Эта выписка, нам думается, лучше всяких наших объяснений может дать читателям понятие о духе и направлении того «Славянского обозрения», которое начато в нынешнем году. Главный его предмет — внутреннее, духовное развитие славянства, и в связи с этим — изложение всяких внешних, политических обстоятельств славянских народностей. От всех прежних изданий подобного рода новый журнал отличается тем, что ведет свое дело уже вполне систематически. В каждом номере находятся обширные отделы «Летопись» и «Смесь». В «Летописи» обозреваются и объясняются все главные из текущих явлений славянского мира; в «Смеси» говорится о всякого рода мелких фактах, имеющих значение для задачи журнала. Так как оба отдела составляются с отличным знанием и пониманием дела, то теперь мы, наконец, имеем издание, в котором можем почерпнуть точные и правильные сведения о всяких славянских делах. Редакция обладает всеми средствами знать эти дела, и в числе ее сотрудников есть многие славяне.
Но это лишь повременные отделы журнала. Основной его отдел точно также превосходно соответствует главной цели издания. Журнал открывается статьей В. И. Ламанского «Три мира азиатско-европейского материка», занявшей много страниц в каждом из первых четырех номеров. Можно сказать, что это — изложение восточного вопроса в его современном состоянии, как бы его современная география, этнография, политика и история. Автор доказывает, что этот вопрос есть вопрос об особом мире, который он называет средним, в противоположность западному — Европе, и восточному — остальной Азии. Необыкновенная ученость, обилие фактов и остроумных обобщений и сопоставлений делает эту статью в высшей степени поучительной и важной. Сухо и холодно автор ставит факт за фактом, проводит черту за чертой, совершая весь этот труд с беспристрастием, осторожностью и точностью ученого. Но читая, вы чувствуете между тем, что это строгое исследование согрето самой горячей любовью к своему предмету.
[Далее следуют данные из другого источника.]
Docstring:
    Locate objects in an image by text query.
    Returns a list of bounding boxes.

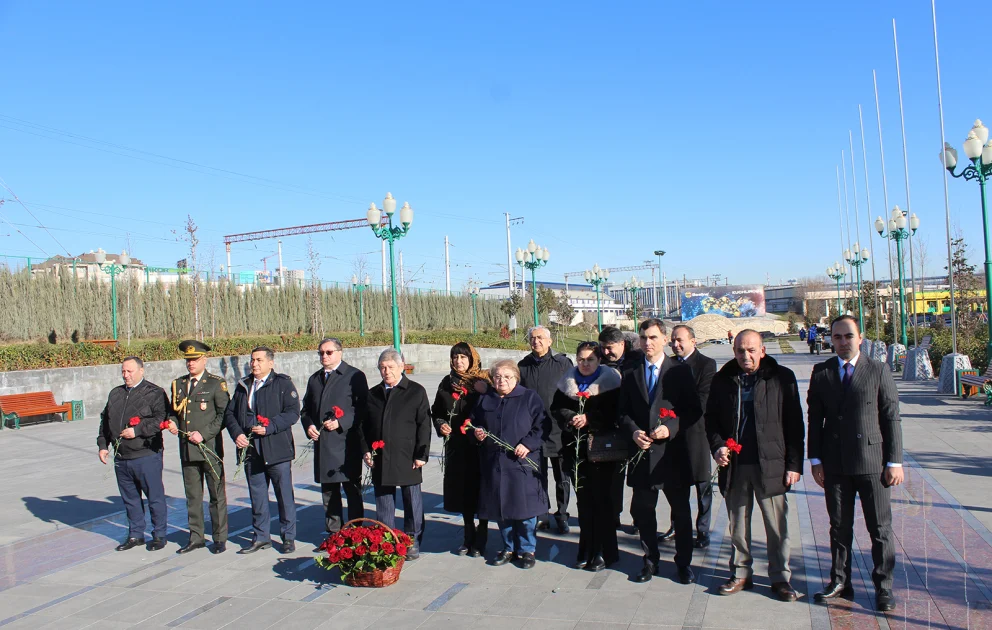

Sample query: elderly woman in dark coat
[472,361,551,569]
[431,342,489,558]
[551,341,620,571]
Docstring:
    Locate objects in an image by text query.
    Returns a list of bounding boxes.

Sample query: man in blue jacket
[224,347,300,554]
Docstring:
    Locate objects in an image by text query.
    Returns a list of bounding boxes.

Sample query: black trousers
[630,484,692,567]
[823,475,896,590]
[320,481,365,534]
[575,461,620,564]
[672,479,713,536]
[537,457,572,522]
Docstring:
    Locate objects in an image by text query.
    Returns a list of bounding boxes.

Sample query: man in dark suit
[224,347,300,554]
[620,319,702,584]
[658,324,716,549]
[806,315,903,611]
[362,348,433,560]
[300,337,369,534]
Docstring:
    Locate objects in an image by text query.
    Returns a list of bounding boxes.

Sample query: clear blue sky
[0,0,992,289]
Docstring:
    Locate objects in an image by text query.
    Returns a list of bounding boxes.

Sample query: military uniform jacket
[169,372,231,463]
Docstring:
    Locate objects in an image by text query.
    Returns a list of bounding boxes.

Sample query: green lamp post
[468,286,479,335]
[351,274,372,337]
[584,263,610,332]
[93,249,131,341]
[516,239,551,326]
[941,120,992,357]
[623,276,644,330]
[365,193,413,352]
[875,206,920,346]
[844,243,868,330]
[827,262,847,316]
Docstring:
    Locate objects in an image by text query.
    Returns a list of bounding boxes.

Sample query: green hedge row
[0,330,528,372]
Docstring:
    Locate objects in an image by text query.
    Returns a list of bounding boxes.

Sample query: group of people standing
[97,316,903,610]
Затем в журнале идет ряд статей, посвященных характеристике различных деятелей науки и литературы, особенно дорогих славянству: Погодина, Кояловича, Потебни, Первольфа, Амоса Каменского, Л. Н. Толстого, Востокова[7]. При каждой книжке прилагается гравюра, большей частью портрет одного из лиц, о которых говорит журнал. Все эти характеристики, часто небольшие, очень важны: они сделаны с искренней любовью не только к лицам, а еще более к самому делу, и потому определяют с большей точностью значение, так сказать, относительный вес каждого лица. Кто прочтет, например, несколько страниц о недавно умершем Потебне, тот поймет, каким ярким светилом в науке был этот наш ученый, о котором едва ли знают что-нибудь обыкновенные русские читатели. Не нужно думать вообще, что патриоты, подобные сотрудникам «Славянского обозрения», расположены к пристрастию и панегирикам; они скорее отличаются только той внимательностью и зоркостью, какую всегда дает нам любовь. Славянофилы, впрочем, издавна известны строгостью своих оценок, и нелегко заслужить признание с их стороны. В то же время они не прочь отдавать должную честь и людям иного направления, даже прямым изменникам славянской идеи. Родной талант, родная сила, даже если заблуждается и искажается, все-таки радует патриота, как признак дарования и душевной мощи, живущих в народе. Ибо нужно твердо верить, что добрые начала победят, и что все пойдет впрок народному самосознанию, лишь бы мы не спали и не стремились только говорить и действовать, а любили также и думать.